E&O - Insurer Granted Rescission of Accountants Professional Liability Policy
I have always maintained, and continue to do so, that rescission is a drastic remedy and not one that is sought often and undertaken lightly by insurers. A recent decision in which an insurer successfully rescinded only illustrates why few situations are egregious enough to warrant rescission and the pitfall for the insured when it has its policy rescinded. Chicago Ins. Co. v. James A. Capwill, 2011 U.S. Dist. LEXIS 147086 (N.D. Ohio, No. 1:01-cv-2588, December 21, 2011).
Capwill involved applications for accountants professional liability insurance submitted in 1997, 1998 and 1999. In each successive application, the principal in the accounting firm made and reaffirmed certain representations as to the nature of his business.
The Court found that the insured had indisputably made intentional misrepresentations on the applications for insurance*, including statements with regard to his investment activities and fee income (fees for servicing fraudulent viatical insurance policies for individuals afflicted with AIDS) and prior license revocation. The insurer successfully rebutted arguments that it was barred by laches because it waited too long to assert its rescission defense. The Court found that the insurer diligently proceeded to develop evidence of material misrepresentation and that the insured was not prejudiced when the insurer timely asserted rescission after developing the supporting evidence.
The Court also held that the determination of materiality is made from the perspective of the insurer, not the insured applicant, and its conclusion is strikingly blunt.
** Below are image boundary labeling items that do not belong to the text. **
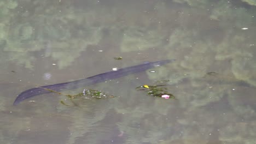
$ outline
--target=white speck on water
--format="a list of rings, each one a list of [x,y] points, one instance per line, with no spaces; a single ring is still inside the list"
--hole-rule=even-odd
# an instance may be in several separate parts
[[[44,75],[43,76],[43,79],[45,80],[49,80],[51,79],[51,74],[50,73],[45,73],[44,74]]]
[[[114,70],[114,71],[117,71],[117,70],[118,70],[118,69],[117,68],[112,68],[112,70]]]

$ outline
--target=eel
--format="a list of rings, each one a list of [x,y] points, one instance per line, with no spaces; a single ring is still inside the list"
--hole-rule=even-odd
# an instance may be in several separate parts
[[[22,101],[36,95],[51,93],[47,89],[60,91],[61,89],[72,89],[85,87],[130,74],[144,71],[147,69],[166,64],[174,61],[175,59],[165,59],[147,62],[139,65],[121,68],[116,71],[106,72],[81,80],[33,88],[25,91],[19,94],[13,103],[13,105],[16,105]]]

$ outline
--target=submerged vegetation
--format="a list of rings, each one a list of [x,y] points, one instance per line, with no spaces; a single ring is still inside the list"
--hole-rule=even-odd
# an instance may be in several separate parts
[[[118,140],[109,133],[117,129],[124,131],[124,137],[118,137],[123,139],[120,143],[210,143],[213,137],[219,143],[252,143],[256,135],[255,127],[252,127],[256,123],[255,5],[254,0],[2,0],[1,70],[9,67],[4,67],[6,62],[11,61],[27,68],[26,72],[31,74],[42,60],[38,57],[56,62],[57,68],[65,69],[82,55],[88,55],[82,56],[84,59],[91,59],[86,57],[91,56],[89,47],[94,52],[97,51],[95,47],[100,47],[107,54],[96,57],[96,65],[124,55],[131,62],[148,58],[176,58],[171,67],[148,73],[147,78],[170,80],[166,85],[175,86],[171,93],[178,103],[138,97],[138,93],[146,92],[145,95],[174,98],[161,83],[139,87],[137,89],[142,89],[141,92],[119,88],[117,84],[108,88],[120,91],[115,93],[120,99],[107,103],[97,100],[102,92],[88,89],[88,94],[98,95],[87,97],[96,99],[97,104],[87,103],[82,106],[84,111],[75,109],[69,113],[72,121],[67,126],[67,133],[72,134],[68,135],[67,143],[98,143],[102,139],[109,143],[109,140]],[[42,55],[36,55],[39,53]],[[88,63],[86,70],[95,67],[95,63]],[[19,70],[15,71],[19,75]],[[206,71],[214,72],[205,75]],[[237,83],[240,81],[244,83]],[[109,87],[108,84],[105,86]],[[49,111],[51,109],[61,112],[67,107],[63,104],[87,100],[83,93],[62,94],[71,103],[63,100],[60,106],[47,107]],[[2,99],[1,107],[10,101]],[[30,122],[35,121],[31,116],[21,115],[25,118],[1,127],[6,133],[0,134],[0,141],[13,140],[14,135],[18,141],[28,131]],[[122,118],[115,117],[120,115]],[[103,127],[101,124],[104,122],[111,124]],[[38,129],[36,127],[31,131],[38,134]],[[22,142],[33,143],[26,140]]]

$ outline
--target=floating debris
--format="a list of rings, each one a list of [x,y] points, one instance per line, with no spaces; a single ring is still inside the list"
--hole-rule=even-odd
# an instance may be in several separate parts
[[[171,93],[169,93],[167,89],[166,85],[159,85],[149,86],[145,85],[142,86],[136,87],[137,91],[145,91],[148,95],[158,97],[165,99],[176,99],[175,97]]]
[[[85,99],[90,100],[90,99],[107,99],[108,98],[115,97],[114,95],[109,95],[106,94],[105,93],[102,92],[102,91],[101,91],[95,90],[95,89],[84,89],[84,91],[83,91],[82,93],[80,93],[75,95],[71,95],[71,94],[63,94],[61,92],[55,91],[53,91],[48,88],[43,88],[48,91],[50,91],[51,92],[54,92],[54,93],[57,93],[59,94],[61,94],[61,95],[67,96],[75,106],[79,106],[78,104],[77,104],[74,101],[74,100],[75,99],[83,98],[84,100]],[[66,104],[63,100],[61,100],[60,101],[60,103],[62,104],[65,105],[66,106],[69,106],[69,105]]]
[[[114,57],[114,59],[115,59],[116,60],[122,60],[123,57]]]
[The insured] lied when he applied for insurance with the [insurer]. He persisted in his falsehoods when he applied for renewal. His motive and intent when he did so are manifest. The questions he fraudulently answered were material to the [insurer’s]decision to issue and then renew the policies, and the pricing thereof. There can be no question that, had [the insurer] been told the truth, it would not have accepted the applications. Its entitlement to rescission is clear.
Neither laches nor doctrines of estoppels, acquiescence or waiver bar the right to rescind.
The cautionary tale here is that, despite the high hurdle of having to prove both a material and intentional misrepresentation, an insurer can still prevail on a rescission claim under the egregious circumstances presented in this case.
*Under applicable Ohio law, it is necessary to establish that the misrepresentations must be material and made with intent to mislead the insurer. In many other jurisdictions, there is no intent requirement in addition to the requirement of materiality.